Hans se puso en marcha y ella le mostró el camino hacia el molino. Pero como ella no le había dado, en ningún momento, ropa nueva, él había tenido que conservar la vieja chaqueta harapienta que había traído puesta y que, en siete años, le había quedado demasiado pequeña. Cuando llegó a casa, los otros dos mozos seguían allí. Cada uno de ellos había traído un caballo, pero uno estaba ciego y el otro, cojo. Ellos le preguntaron: «Hans, ¿dónde está tu caballo?»
«Me lo traerán en tres días.» respondió él.
Ellos se echaron a reír y dijeron: «¿Y de dónde vas a sacar el caballo, Hans? ¡Eso sí que va a ser bueno!»
Hans se fue al salón, pero el molinero le dijo que no se sentara a la mesa, porque estaba todo desharrapado y andrajoso, y que, si alguien venía y lo veía, se moriría de la vergüenza. Así que le dieron de comer algo fuera y, cuando se fueron a dormir por la noche, los otros no quisieron dejarle ninguna cama y, finalmente, hubo de arrastrarse al pequeño establo de los gansos y echarse sobre un poco de paja dura. Por la mañana, cuando se levantó ya habían pasado los tres días y vino un carruaje tirado por seis caballos, que refulgían que daba gusto verlos y un criado que llevaba aún un séptimo caballo que era para el pobre mozo del molino. Del coche salió una princesa maravillosa, que se metió en el molino. La princesa era la pequeña gatita multicolor a la que el pobre Hans había servido durante siete años.

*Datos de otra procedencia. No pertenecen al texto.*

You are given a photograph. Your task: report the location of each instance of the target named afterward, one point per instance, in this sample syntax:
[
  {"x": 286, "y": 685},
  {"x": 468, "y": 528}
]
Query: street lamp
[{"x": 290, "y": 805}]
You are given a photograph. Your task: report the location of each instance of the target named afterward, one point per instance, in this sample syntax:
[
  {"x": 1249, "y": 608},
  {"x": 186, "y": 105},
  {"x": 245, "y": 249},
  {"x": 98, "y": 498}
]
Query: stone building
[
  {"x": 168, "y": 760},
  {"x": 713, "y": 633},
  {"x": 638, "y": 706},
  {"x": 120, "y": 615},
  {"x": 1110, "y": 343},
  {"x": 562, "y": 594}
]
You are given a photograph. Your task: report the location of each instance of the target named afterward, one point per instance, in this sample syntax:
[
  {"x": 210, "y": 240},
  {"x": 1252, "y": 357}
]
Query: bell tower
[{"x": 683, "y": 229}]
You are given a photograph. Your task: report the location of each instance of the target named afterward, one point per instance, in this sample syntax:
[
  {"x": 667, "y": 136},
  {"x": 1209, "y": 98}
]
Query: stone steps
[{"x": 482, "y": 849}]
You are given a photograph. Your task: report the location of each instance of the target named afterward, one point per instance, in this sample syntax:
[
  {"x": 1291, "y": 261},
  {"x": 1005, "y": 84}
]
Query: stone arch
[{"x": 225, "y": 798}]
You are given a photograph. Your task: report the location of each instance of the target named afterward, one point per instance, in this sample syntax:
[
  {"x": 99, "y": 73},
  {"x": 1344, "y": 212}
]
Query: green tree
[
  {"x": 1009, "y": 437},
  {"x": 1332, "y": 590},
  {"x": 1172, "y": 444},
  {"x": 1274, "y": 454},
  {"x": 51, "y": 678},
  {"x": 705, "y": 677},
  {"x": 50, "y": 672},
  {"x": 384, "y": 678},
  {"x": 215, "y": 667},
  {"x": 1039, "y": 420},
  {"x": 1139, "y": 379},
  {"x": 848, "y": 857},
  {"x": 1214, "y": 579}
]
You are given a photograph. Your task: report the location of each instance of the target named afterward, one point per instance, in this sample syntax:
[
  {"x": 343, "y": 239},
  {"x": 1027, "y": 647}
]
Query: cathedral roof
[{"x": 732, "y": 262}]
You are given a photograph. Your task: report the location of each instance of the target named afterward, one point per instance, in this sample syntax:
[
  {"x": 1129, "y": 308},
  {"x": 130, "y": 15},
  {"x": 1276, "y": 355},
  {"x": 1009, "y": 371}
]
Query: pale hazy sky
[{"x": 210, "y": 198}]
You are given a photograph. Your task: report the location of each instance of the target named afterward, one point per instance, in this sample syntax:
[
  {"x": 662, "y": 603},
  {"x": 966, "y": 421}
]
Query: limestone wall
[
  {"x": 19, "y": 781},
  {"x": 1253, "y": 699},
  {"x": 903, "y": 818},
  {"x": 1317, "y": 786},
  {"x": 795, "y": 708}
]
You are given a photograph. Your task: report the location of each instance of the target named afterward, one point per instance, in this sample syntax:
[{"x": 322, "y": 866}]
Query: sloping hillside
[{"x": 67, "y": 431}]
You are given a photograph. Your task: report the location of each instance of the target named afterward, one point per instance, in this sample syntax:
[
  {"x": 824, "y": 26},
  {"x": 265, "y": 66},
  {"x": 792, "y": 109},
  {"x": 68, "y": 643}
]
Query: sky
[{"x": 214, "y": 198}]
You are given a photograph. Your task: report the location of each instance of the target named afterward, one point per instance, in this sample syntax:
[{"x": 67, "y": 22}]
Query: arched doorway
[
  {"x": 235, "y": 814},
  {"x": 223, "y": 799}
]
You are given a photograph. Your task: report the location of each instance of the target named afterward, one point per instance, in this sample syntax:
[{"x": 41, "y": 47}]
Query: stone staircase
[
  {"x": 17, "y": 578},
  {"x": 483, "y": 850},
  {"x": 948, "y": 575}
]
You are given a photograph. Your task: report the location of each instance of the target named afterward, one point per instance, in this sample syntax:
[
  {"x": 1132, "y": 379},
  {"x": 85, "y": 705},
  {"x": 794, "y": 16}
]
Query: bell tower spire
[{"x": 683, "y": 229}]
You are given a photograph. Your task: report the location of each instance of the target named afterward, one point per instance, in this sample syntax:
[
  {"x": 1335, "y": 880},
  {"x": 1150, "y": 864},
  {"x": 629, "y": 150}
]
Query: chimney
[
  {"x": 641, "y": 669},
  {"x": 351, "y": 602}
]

Ella le preguntó al molinero dónde estaba su aprendiz, el pequeño sirviente. El molinero dijo: «Está tan andrajoso que no podemos tenerlo en el molino, por eso está en el establo de los gansos.»
La princesa ordenó que lo trajeran cuanto antes. Así que lo sacaron y él hubo de recoger su chaquetita para cubrirse. Luego el sirviente desempaquetó lujosas vestimentas y hubo de lavarlo y vestirlo y cuando estuvo listo, no había un rey que tuviera un aspecto más hermoso. Después la muchacha exigió ver los caballos que habían traído consigo los otros mozos. Uno era ciego; el otro, cojo. Entonces hizo que el sirviente le trajera al séptimo caballo. Cuando el molinero lo vio, dijo que un caballo así no lo había ni siquiera en la corte.
«Y éste es para el tercer mozo.» dijo ella. «Entonces, es él quien ha de tener el molino.» dijo el molinero. Pero la princesa dijo que ahí estaba el caballo pero que el molinero podía quedarse el molino para sí. Y tomó a su fiel Hans y se lo llevó en su coche y se marchó de allí. Primero fueron a la pequeña casita que él había construido con las herramientas de plata, que se había convertido en un castillo gigantesco, y era toda de plata y oro; y luego se casaron y él fue tan rico que tuvo suficiente para el resto de su vida. Por eso, nadie debe decir que quien es tonto no puede hacer nada a derechas.